Reconstrucción

por Eduardo Hadjes Navarro

Queridos amigos, ya pasado el pánico, ante la fuerza desatada de la naturaleza, el estupor y dolor, ante la magnitud de la tragedia, ocurrida a tantos y tantos compatriotas, a lo largo de nuestra querida patria, viene una nueva etapa, “la reconstrucción”

Creo que en esto, todos estaremos de acuerdo. Llegó el momento de mirar adelante. Dejar las críticas, las funestas imágenes de bandas desaforadas, aprovechándose de la desgracia ajena, saqueando todo lo que encontraban a su paso, sea un supermercado o un pequeño negocio, la casa de un magnate o de un modesto poblador. Ya llegará el momento en que podamos dedicarnos a estudiar este fenómeno, impensado para un Chile ad portas de pasar a la modernidad y al “primer mundo”.

El gran cambio, se inició con ese espectáculo maravilloso que fue el acto solidario visto el viernes 5 y sábado 6 de Marzo, llamado “TELETÓN”.

Chile dio un salto, más espectacular que el obligado por la fuerza de la naturaleza, durante el sismo mismo y dijo PRESENTE.

Creo realmente, que este acto solidario, tiene una trascendencia aun no valorada en toda su magnitud. Un pueblo aparentemente caído y derrotado, saca fuerzas de su propio dolor y, no sólo se pone de pié. Da un salto inimaginado, incluso para el más optimista de sus organizadores.

Todo Chile y cada chileno, es el héroe anónimo de tal proeza. No daré nombres, ni siquiera el de su extraordinario promotor, conocido y sabido su nombre, capacidad y don organizador, no sólo por los chilenos, sino que a nivel mundial, como quedó demostrado con la participación de tantos artistas de fama internacional. Efectivamente, no daré nombre alguno, ya que esta Teletón demostró, en forma irrefutable, el temple del pueblo chileno.

Ese es el auténtico espíritu nuestro. Solidario ante el dolor, como difícil se podrá encontrar en otros lugares. El verdadero roto chileno, que tanto nos llenó de orgullo en tiempos pasados, lo vimos renacer, pujante, imparable y dispuesto a superar cualquier meta que se ponga, no importando el sacrificio que deba hacer.

Ese roto chileno, estuvo conformado por ti, por mí, por aquel. En resumen, por cada uno de los que no tuvimos problema en hacer largas colas, con tal de entregar nuestro aporte solidario.
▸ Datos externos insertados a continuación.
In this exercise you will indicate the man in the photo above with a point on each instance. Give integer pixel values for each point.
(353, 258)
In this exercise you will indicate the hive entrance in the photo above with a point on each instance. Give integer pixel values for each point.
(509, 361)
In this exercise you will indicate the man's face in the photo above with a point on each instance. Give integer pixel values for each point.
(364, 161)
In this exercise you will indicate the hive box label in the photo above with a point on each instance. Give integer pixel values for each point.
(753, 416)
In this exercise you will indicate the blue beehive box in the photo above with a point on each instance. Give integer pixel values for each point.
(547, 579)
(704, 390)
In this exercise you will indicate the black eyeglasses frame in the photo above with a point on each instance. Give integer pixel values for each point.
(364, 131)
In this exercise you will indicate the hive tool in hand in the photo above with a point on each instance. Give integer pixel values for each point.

La cuantía de este, pasó a ser secundario. Lo único que importaba, era que estaba acorde a nuestras posibilidades, a las de cada uno de nosotros, sin importar que en muchos casos, estoy convencido, este puede haber llegado a significar un verdadero sacrificio.

Aquí, no hubo distinción de clase social o situación económica. Religión o afiliación política. El empresariado, nos dio un ejemplo impensado. El empleado, el dueño de una pequeña, mediana o gran empresa. El profesional y el obrero. Todos, nos unimos en torno a un solo ideal: “LA SOLIDARIDAD”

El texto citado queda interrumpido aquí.